Politicians, athletes, and other famous people who refuse to shut up, retire, or die.

Brett Favre

Photo: Leon Halip/ Getty Images | Licensed to Alpha Media Group 2013

Like a rifle-armed case of herpes, sometimes-retired QB Favre has flared back up in the NFL more times than we can count. (Full disclosure: we never learned to count.) According to everyone having meltdowns on Twitter this morning, the Rams approached the 44-year old grandpa and asked for him to flare up one more time for them. To his credit, Favre spiked the offer, telling ESPN Radio, "It's flattering, but you know there's no way I'm going to do that." To his discredit, Favre also allegedly sent shots of his half-engorged pigskin to a Jets TV Reporter back in 2008, so maybe you can’t super duper trust that he’ll always take what would appear to be the right course of action?
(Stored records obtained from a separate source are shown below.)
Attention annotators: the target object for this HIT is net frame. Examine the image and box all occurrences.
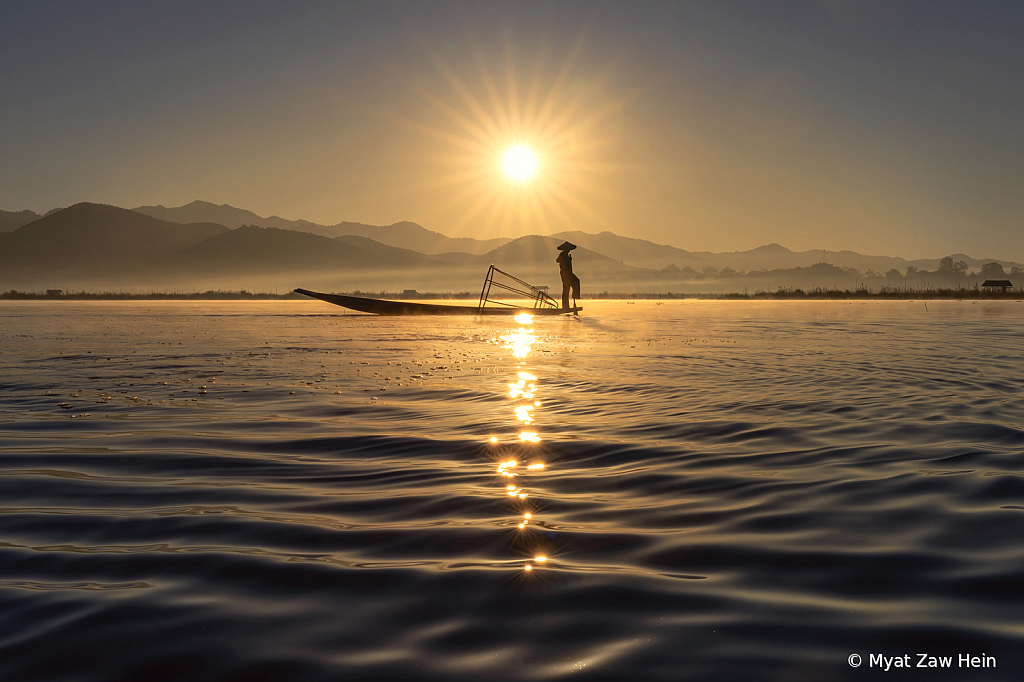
[477,265,559,312]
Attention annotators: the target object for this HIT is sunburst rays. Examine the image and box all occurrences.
[387,23,630,239]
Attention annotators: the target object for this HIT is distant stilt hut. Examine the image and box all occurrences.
[981,279,1014,293]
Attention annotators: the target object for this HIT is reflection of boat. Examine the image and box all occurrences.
[295,266,582,316]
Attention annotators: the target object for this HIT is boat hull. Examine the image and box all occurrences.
[294,289,581,316]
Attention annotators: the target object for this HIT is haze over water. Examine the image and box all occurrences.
[2,300,1023,680]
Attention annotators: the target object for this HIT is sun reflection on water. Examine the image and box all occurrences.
[514,405,534,423]
[503,329,537,359]
[487,313,555,573]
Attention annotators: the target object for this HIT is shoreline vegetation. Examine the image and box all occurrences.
[3,287,1022,301]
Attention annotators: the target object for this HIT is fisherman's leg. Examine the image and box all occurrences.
[561,282,570,310]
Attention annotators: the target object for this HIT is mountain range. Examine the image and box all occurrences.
[1,201,1020,293]
[132,201,512,255]
[129,200,1020,274]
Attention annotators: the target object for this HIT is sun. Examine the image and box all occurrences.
[390,31,626,236]
[503,146,538,182]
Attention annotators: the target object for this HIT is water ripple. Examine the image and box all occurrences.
[2,300,1024,680]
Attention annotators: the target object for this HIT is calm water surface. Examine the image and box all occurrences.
[1,300,1023,681]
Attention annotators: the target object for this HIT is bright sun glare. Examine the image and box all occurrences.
[503,146,538,181]
[398,36,623,235]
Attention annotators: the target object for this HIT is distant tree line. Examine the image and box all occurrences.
[654,256,1020,291]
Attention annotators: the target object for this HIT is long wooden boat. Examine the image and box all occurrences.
[294,289,581,316]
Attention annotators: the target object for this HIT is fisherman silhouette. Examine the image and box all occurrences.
[556,241,580,312]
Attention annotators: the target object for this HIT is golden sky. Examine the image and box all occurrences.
[2,1,1022,259]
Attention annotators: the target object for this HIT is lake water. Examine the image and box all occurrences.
[2,300,1023,681]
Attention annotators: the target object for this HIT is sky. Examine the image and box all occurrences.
[2,0,1022,259]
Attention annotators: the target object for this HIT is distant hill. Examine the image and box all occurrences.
[3,199,1021,293]
[134,200,262,228]
[0,203,228,278]
[168,226,378,274]
[133,201,509,255]
[730,244,911,273]
[134,200,324,232]
[477,235,629,269]
[551,231,1023,274]
[0,209,41,232]
[334,235,446,266]
[445,235,654,291]
[550,231,841,271]
[551,230,707,270]
[166,226,452,277]
[323,221,511,255]
[128,200,1024,272]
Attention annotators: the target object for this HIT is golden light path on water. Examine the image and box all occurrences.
[490,313,549,573]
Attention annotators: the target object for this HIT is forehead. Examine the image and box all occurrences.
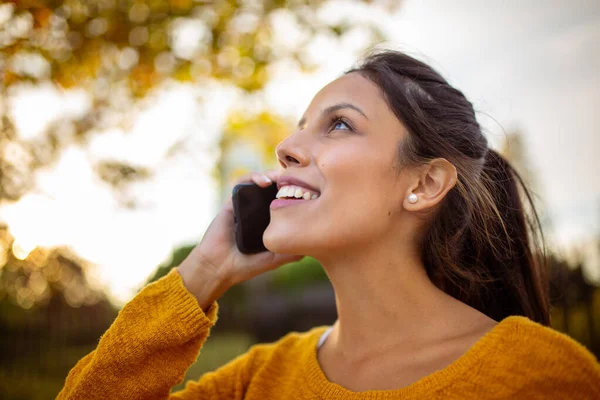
[303,72,393,124]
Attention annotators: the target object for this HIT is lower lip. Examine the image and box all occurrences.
[270,198,315,210]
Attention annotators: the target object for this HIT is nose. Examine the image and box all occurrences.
[276,132,310,169]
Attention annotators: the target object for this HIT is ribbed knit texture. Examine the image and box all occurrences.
[58,268,600,399]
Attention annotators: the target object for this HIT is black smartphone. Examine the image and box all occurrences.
[232,182,278,254]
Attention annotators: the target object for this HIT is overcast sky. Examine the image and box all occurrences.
[388,0,600,250]
[267,0,600,248]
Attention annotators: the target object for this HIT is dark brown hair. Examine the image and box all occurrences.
[347,49,550,325]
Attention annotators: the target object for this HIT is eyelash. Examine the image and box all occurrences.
[327,116,354,133]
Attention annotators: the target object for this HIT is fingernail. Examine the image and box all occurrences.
[262,175,272,183]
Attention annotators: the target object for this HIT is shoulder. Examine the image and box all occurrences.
[242,325,329,372]
[249,326,327,353]
[485,316,600,396]
[500,316,598,365]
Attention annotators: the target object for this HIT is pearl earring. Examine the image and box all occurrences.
[408,193,418,204]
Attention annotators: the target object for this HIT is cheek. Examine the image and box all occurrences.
[263,194,392,255]
[317,154,398,237]
[314,170,394,239]
[264,147,398,254]
[321,187,391,241]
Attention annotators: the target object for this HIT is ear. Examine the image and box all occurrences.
[403,158,457,212]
So will Brett Favre peel off his Wranglers one more time? And did that mental image just make you throw up a little tiny bit in your mouth? Only time will tell!
 

Eliot Spitzer

Photo: Mario Tama/ Getty Images | Licensed to Alpha Media Group 2013

Veiny, throbbing rumors are flying about that New York’s former Pay-For-Love Guv could be mounting (hee hee!) another political run, this time for State Attorney General. Lest anyone's panties get in too much of a knot, a rep from his camp assured the New York Post that, “He is not contemplating a run for office. It’s the last thing on his mind.” Anyone want to take a guess at what the first thing on his mind is? From reports of his past indiscretions, we’ll guess it rhymes with “unprotected anal sex.”

 

Tan Mom

Photo: Gilbert Carrasquillo/ Getty Images | Licensed to Alpha Media Group 2013

She seared her way into our psyche in 2012 when authorities said she allowed her then 5-year-old daughter to burn in a tanning salon and charged her with child endangerment. From that moment on, Patricia Krentcil has painted the collective pop culture town brown, sticking her leathery face in front of any TV camera that would have her. This month, she unfortunately stuck her baseball mitt with eyeballs in front of a porn director’s camera, and the results can be seen in the newly released gay romp Kings of New York 2. See screen shots here, you sick, sick bastard.

 

Octomom

Photo: Gilbert Carrasquillo/ Getty Images | Licensed to Alpha Media Group 2013

To quote Miley Cyrus, her uterus won’t stop and it won’t quit. After her much publicized delivery of a litter of eight human beings, Octomom Nadya Suleman shopped around a reality show, made some porn (you know, like any good mom would do), and has now entered into an undisclosed business with the owner of a rehab center in New Jersey. We’re happy for her if she’s on her way to doing something that doesn’t call attention to her birth canal, but at the same time, anytime the word “Octomom” is in the news, you just know someone is out there taking it as a challenge. “You think eight is a big deal? Wait’ll the world sees my Nine-gina!”

 

The Kennedys

Photo: Christopher Polk/ Getty Images | Licensed to Alpha Media Group 2013

Rare is the week that goes by that a Kennedy hasn’t manslaughtered someone, drank themselves into oblivion, or said something horrible. Today we get the trifecta, as Kennedy cousin Michael Skakel was granted a new murder trial for the bludgeoning-by-golf-club death of his then-15-year-old neighbor Martha Moxley. That means the rotund rampager may be free on bail in a matter of days. Seems fair, since Michael reportedly told friends that on the night of Martha’s murder, he simply climbed up a tree beside her window and masturbated, but swears he didn’t touch her. Just a kid being a kid, right? His cousin Robert Kennedy, Jr. took to the airwaves this morning, calling the impending release a “blessed event.” (For those keeping score, RFK, Jr. is the same guy who spoke at his ex-wife’s funeral and not-so-tenderly made it clear to all attendees that her suicide wasn’t his fault. Oh, and he also keeps a recently leaked diary detailing all his sexual exploits.) So yeah, we hope things continue to work out for America's classiest family.